Future CFPB regulations, too, would be on shakier ground in a scenario in which the courts give less deference to federal agencies.

In January, the consumer agency proposed capping overdraft fees for larger banks at $14. Also in the agency’s pipeline: regulations aimed at accelerating the rise of open banking in the United States.

The financial services industry could benefit in certain situations from a Supreme Court ruling that limits or overturns Chevron deference, Willis said. He pointed to situations where regulators have used expansive interpretations of federal laws to write regulations that industry actors oppose.

But he also noted that the demise of Chevron deference could have downsides for companies that rely on the clarity and specificity that various regulations provide.

Trial lawyers could bring legal challenges against regulations from federal regulators that can make it harder to sue banks.

And state attorneys general, some of whom have long sparred with federal banking regulators over the reach of state laws, could bring suits challenging so-called preemption guidance that has generally drawn support from the industry. The Office of the Comptroller of the Currency and the Federal Deposit Insurance Corp. have both issued interpretations regarding preemption.

“It’s impossible to say, as a blanket rule, that the industry is in favor of Chevron being overturned,” Kaplinsky said. “I would say just the opposite — that in general, the industry likes certainty, and things that have been well established in the law.”

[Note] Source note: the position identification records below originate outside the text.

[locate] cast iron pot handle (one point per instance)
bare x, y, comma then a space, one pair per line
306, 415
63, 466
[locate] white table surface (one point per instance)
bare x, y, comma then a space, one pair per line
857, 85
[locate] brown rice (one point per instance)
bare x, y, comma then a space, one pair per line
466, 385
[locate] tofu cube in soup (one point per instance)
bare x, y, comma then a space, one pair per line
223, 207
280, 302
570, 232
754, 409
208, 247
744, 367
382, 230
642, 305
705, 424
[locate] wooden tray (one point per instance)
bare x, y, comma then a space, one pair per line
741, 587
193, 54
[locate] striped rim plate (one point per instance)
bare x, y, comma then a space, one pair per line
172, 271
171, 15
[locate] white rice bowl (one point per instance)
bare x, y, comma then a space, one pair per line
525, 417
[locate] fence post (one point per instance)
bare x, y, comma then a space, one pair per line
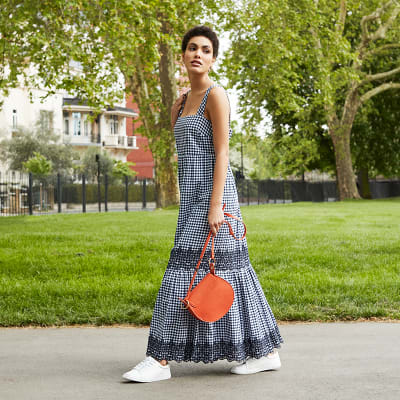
144, 193
105, 192
83, 193
30, 194
59, 191
126, 192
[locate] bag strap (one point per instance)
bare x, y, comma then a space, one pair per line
211, 261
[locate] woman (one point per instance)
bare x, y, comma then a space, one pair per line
248, 333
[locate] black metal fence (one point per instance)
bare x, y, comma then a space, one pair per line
22, 193
281, 191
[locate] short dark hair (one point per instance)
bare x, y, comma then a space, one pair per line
201, 30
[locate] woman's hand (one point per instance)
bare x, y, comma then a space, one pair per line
215, 218
175, 109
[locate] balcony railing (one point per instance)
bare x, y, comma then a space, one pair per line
120, 141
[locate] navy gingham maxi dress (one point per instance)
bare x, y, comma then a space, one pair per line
249, 329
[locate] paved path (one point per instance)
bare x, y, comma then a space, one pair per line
356, 361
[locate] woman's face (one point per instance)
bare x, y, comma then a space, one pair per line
198, 56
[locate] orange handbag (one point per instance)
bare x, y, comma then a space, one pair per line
213, 296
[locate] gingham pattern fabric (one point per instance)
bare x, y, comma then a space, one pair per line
249, 329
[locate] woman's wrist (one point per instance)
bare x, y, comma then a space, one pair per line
214, 203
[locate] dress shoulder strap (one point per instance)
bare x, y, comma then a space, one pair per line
203, 103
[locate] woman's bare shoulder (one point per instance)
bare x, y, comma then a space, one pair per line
217, 95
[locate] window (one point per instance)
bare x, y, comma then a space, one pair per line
66, 122
87, 127
113, 124
77, 123
66, 126
46, 120
14, 119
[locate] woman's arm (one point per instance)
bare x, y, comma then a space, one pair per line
175, 109
218, 110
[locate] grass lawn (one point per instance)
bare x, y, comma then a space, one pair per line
315, 261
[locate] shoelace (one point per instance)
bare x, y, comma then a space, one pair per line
143, 363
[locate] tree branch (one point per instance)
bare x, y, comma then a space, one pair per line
381, 88
381, 48
342, 17
381, 31
382, 75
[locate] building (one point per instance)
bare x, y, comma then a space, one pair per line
141, 156
68, 118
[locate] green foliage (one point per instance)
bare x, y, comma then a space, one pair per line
89, 166
296, 61
38, 164
24, 143
122, 169
72, 193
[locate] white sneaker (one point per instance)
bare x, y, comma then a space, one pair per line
148, 370
253, 365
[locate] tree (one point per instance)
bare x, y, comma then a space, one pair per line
139, 40
88, 165
24, 143
122, 169
38, 164
336, 42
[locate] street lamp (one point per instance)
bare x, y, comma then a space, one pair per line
98, 180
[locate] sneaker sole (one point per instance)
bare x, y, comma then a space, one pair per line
278, 367
145, 380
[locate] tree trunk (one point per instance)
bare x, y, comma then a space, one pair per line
363, 181
340, 132
344, 169
166, 171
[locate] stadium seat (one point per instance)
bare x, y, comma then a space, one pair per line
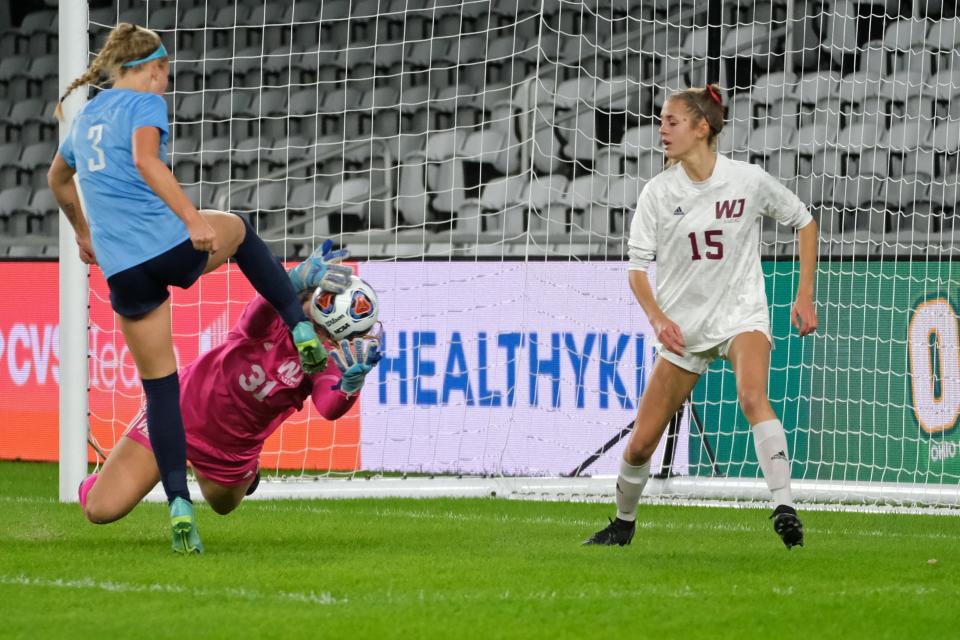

One example of that perspective was on display last year in a brief that the Mortgage Bankers Association filed with the Supreme Court, describing the potential ramifications of a hypothetical court decision invalidating mortgage-related rules.

“​​Lenders, servicers, and consumers have operated by the CFPB’s guideposts for more than ten years, and without those rules substantial uncertainty would arise as to how to undertake mortgage transactions in accordance with federal law,” the trade group wrote.

Daniel Wolff, a partner at the law firm Crowell & Moring, said that Chevron deference has always had policy implications that cut in opposite directions. He thinks that some observers have exaggerated the likely impact of the legal doctrine’s demise. Still, he predicted that in a post-Chevron world, regulators that stray from their central duties will be more likely to get their wings clipped.

“Agencies will just have to hew closer to their core mission,” Wolff said.